Dan Goldberg
- Country (sports): United States
- Born: September 6, 1967 (age 58) Avon, Connecticut, U.S.
- Height: 6 ft 1 in (185 cm)
- Plays: Left-handed
- Prize money: $20,907

Singles
- Career record: 2–9
- Highest ranking: No. 276 (Aug 1, 1988)

Medal record
Maccabiah Games
| Bronze medal – third place | 1989 Tel Aviv | Men's Doubles |
| Bronze medal – third place | 1989 Tel Aviv | Mixed Doubles |

= Dan Goldberg (tennis) =

American tennis player

Dan Goldberg (born September 6, 1967) is an American former professional tennis player.

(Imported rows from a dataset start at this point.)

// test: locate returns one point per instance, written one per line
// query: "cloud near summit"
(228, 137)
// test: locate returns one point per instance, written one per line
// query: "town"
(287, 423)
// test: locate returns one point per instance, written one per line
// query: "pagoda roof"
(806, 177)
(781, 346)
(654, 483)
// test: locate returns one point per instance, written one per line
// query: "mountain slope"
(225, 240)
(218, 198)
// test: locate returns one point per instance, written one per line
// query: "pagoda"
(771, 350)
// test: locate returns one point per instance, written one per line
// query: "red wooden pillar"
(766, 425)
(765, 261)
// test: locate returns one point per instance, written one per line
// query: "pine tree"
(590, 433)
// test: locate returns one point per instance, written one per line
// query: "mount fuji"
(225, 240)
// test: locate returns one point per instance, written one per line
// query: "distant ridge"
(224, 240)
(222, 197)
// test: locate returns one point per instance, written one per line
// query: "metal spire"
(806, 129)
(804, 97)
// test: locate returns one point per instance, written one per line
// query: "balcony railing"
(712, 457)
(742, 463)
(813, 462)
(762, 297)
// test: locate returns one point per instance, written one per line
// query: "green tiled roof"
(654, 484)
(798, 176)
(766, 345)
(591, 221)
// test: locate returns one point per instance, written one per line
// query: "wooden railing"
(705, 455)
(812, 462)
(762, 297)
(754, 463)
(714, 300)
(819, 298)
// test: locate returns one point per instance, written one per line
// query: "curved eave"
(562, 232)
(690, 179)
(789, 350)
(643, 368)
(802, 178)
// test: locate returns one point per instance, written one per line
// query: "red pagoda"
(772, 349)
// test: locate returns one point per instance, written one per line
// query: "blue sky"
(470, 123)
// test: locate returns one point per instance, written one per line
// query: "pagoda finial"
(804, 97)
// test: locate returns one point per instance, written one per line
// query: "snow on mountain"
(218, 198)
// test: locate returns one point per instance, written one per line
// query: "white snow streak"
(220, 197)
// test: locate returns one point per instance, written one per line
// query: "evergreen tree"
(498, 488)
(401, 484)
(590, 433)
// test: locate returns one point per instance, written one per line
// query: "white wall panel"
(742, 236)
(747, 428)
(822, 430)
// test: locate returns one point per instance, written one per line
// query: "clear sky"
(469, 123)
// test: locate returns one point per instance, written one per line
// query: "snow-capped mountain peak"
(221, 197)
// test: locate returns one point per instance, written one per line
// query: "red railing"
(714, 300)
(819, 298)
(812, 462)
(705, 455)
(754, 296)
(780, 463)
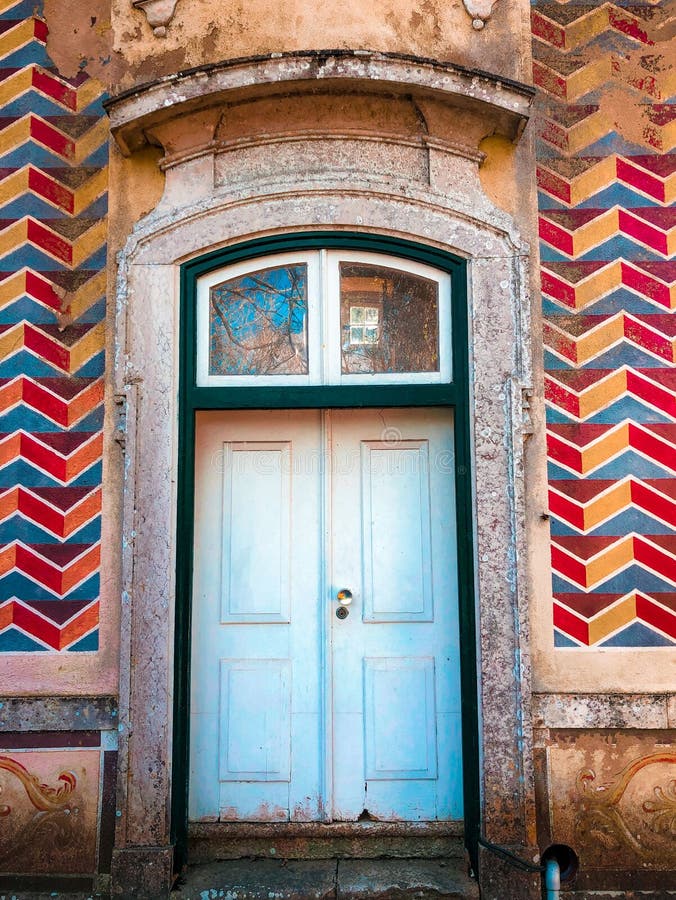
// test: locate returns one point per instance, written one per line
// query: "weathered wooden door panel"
(298, 714)
(396, 688)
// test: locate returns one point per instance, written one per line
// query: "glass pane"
(258, 323)
(389, 320)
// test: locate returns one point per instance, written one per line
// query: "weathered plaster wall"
(201, 33)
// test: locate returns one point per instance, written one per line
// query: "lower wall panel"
(610, 795)
(57, 804)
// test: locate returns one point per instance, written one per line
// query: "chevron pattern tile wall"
(607, 181)
(53, 199)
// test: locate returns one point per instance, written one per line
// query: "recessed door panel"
(395, 505)
(299, 713)
(400, 718)
(256, 518)
(255, 720)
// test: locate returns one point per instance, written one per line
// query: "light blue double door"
(306, 707)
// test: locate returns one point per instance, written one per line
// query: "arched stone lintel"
(134, 113)
(147, 375)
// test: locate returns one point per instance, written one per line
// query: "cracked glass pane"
(389, 320)
(258, 323)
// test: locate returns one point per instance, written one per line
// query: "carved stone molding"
(480, 11)
(158, 12)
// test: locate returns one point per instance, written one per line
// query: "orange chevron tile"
(63, 400)
(568, 27)
(38, 286)
(72, 148)
(29, 620)
(574, 180)
(617, 616)
(583, 448)
(584, 392)
(654, 280)
(580, 339)
(67, 349)
(586, 504)
(58, 567)
(577, 284)
(21, 33)
(588, 561)
(572, 128)
(64, 456)
(62, 511)
(566, 77)
(574, 232)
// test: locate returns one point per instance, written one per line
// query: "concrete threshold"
(344, 879)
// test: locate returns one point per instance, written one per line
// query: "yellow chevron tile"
(89, 90)
(609, 620)
(91, 140)
(91, 190)
(588, 131)
(598, 339)
(12, 236)
(90, 292)
(598, 284)
(589, 77)
(610, 560)
(19, 132)
(89, 242)
(602, 393)
(657, 83)
(11, 340)
(593, 180)
(15, 38)
(92, 343)
(608, 446)
(595, 232)
(587, 27)
(599, 509)
(17, 84)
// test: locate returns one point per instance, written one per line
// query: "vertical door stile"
(326, 612)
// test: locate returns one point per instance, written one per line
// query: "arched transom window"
(324, 317)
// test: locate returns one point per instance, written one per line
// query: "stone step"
(345, 879)
(209, 842)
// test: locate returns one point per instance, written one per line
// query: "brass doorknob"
(344, 597)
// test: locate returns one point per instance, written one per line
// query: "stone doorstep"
(348, 879)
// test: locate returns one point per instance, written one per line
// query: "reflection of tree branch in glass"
(258, 323)
(389, 320)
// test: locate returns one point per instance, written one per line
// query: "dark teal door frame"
(455, 395)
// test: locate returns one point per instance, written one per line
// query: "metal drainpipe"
(552, 879)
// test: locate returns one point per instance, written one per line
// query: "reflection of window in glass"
(363, 325)
(389, 320)
(258, 323)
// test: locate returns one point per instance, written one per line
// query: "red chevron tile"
(63, 455)
(653, 175)
(60, 510)
(58, 567)
(656, 614)
(28, 618)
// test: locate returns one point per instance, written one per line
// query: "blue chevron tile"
(638, 634)
(14, 641)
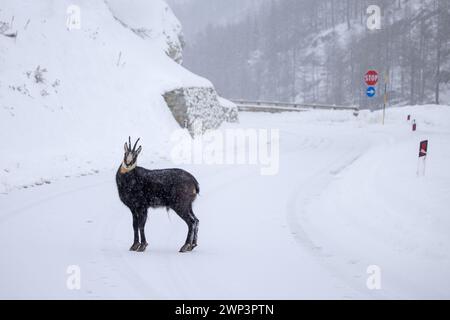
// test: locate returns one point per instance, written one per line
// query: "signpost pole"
(386, 79)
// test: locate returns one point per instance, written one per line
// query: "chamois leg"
(190, 221)
(141, 225)
(196, 222)
(136, 243)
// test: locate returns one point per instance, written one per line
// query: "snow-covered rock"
(75, 82)
(200, 108)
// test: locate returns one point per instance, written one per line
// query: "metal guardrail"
(275, 106)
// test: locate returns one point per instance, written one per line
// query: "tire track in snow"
(322, 178)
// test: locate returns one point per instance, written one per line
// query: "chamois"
(141, 189)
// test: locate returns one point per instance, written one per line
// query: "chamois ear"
(138, 150)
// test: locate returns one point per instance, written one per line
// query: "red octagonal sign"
(371, 78)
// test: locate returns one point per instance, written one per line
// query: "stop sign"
(371, 78)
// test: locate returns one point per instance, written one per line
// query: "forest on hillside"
(318, 52)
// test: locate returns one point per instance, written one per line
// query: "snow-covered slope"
(69, 97)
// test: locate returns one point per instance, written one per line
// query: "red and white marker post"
(423, 152)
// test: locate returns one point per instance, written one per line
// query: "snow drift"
(69, 97)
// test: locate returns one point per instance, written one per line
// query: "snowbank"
(70, 97)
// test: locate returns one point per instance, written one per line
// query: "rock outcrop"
(200, 109)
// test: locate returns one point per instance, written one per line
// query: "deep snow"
(101, 83)
(346, 197)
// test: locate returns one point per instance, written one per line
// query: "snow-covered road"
(346, 197)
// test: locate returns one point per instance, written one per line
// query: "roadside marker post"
(386, 80)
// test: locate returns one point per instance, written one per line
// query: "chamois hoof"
(135, 246)
(186, 248)
(142, 247)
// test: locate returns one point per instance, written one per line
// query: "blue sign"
(371, 91)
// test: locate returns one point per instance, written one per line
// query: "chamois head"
(130, 156)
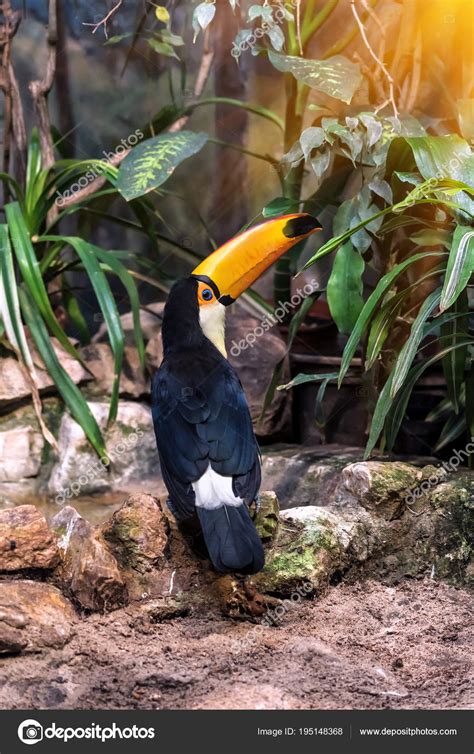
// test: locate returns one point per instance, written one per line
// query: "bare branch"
(40, 89)
(103, 22)
(381, 65)
(100, 181)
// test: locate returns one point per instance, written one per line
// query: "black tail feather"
(232, 539)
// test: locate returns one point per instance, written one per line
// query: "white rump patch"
(213, 490)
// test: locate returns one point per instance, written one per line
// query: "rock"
(305, 476)
(25, 540)
(130, 442)
(380, 486)
(21, 445)
(310, 546)
(33, 616)
(138, 533)
(266, 520)
(100, 362)
(88, 570)
(14, 385)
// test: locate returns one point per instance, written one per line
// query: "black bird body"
(203, 427)
(208, 452)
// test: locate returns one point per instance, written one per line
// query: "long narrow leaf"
(460, 265)
(366, 314)
(87, 255)
(71, 394)
(31, 274)
(408, 352)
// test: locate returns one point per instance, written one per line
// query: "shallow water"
(94, 508)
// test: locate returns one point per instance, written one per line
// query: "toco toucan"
(208, 451)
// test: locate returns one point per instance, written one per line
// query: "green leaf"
(31, 274)
(87, 254)
(460, 265)
(445, 156)
(370, 305)
(295, 324)
(410, 347)
(399, 405)
(9, 302)
(336, 76)
(397, 408)
(70, 393)
(451, 333)
(151, 162)
(344, 288)
(302, 379)
(282, 205)
(202, 17)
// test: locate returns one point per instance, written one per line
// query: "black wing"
(201, 416)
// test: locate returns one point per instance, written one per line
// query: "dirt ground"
(364, 645)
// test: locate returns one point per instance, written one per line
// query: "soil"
(363, 645)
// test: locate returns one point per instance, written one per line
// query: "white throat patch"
(212, 321)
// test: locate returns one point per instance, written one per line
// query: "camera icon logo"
(30, 732)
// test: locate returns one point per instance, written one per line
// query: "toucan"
(208, 451)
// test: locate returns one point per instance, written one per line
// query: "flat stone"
(382, 487)
(26, 541)
(14, 385)
(131, 445)
(138, 533)
(88, 569)
(33, 616)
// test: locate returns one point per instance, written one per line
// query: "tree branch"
(40, 89)
(105, 20)
(381, 65)
(100, 181)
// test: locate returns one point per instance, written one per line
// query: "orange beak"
(232, 268)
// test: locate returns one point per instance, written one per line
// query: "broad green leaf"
(336, 76)
(282, 205)
(151, 162)
(70, 393)
(370, 305)
(460, 265)
(410, 347)
(451, 332)
(31, 274)
(344, 288)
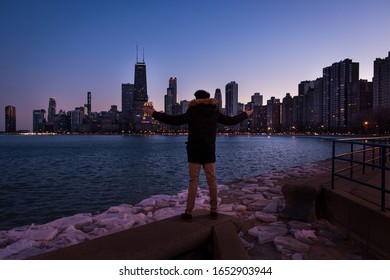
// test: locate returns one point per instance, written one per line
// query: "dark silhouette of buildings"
(39, 121)
(337, 102)
(10, 119)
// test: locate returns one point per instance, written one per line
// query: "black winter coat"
(202, 117)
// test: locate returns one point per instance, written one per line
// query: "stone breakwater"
(256, 201)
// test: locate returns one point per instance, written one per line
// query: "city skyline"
(64, 49)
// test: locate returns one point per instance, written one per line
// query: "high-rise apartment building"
(273, 115)
(257, 99)
(170, 99)
(340, 94)
(140, 90)
(52, 111)
(287, 113)
(127, 102)
(218, 96)
(10, 119)
(39, 120)
(231, 99)
(89, 101)
(314, 102)
(381, 87)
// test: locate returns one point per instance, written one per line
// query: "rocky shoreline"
(255, 201)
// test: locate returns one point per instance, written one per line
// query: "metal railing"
(362, 153)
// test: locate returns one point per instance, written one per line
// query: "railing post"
(383, 178)
(364, 158)
(351, 164)
(333, 159)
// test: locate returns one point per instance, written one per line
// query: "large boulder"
(300, 202)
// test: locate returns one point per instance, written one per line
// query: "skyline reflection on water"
(47, 177)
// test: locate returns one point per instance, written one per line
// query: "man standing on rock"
(202, 117)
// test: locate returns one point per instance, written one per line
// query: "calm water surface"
(47, 177)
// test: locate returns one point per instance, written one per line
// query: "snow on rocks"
(258, 199)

Goldberg, a left-handed player from Avon, Connecticut, played collegiate tennis in the late 1980s for the University of Michigan, where he was a three-time All-American and was named four times on the All-Big Ten team. As a sophomore in 1987 he reached the final of the NCAA singles championship, losing to Miami's Andrew Burrow. He was named Big Ten Athlete of the Year in 1988 and Big Ten Sportsman of the Year in 1989.

On the professional tour, Goldberg had a career high singles ranking of 276 in the world and was a quarter-finalist at the 1988 OTB Open in Schenectady, with wins over Jon Levine and Charles Beckman. In 1988 he also took a set off third seed and eventual runner-up Aaron Krickstein in a first round loss at the Detroit Grand Prix tournament.

He won two bronze medals, in the men's and mixed doubles, at the 1989 Maccabiah Games in Israel.

In 2024, Goldberg was in inducted into the University of Michigan Athletic Hall of Honor.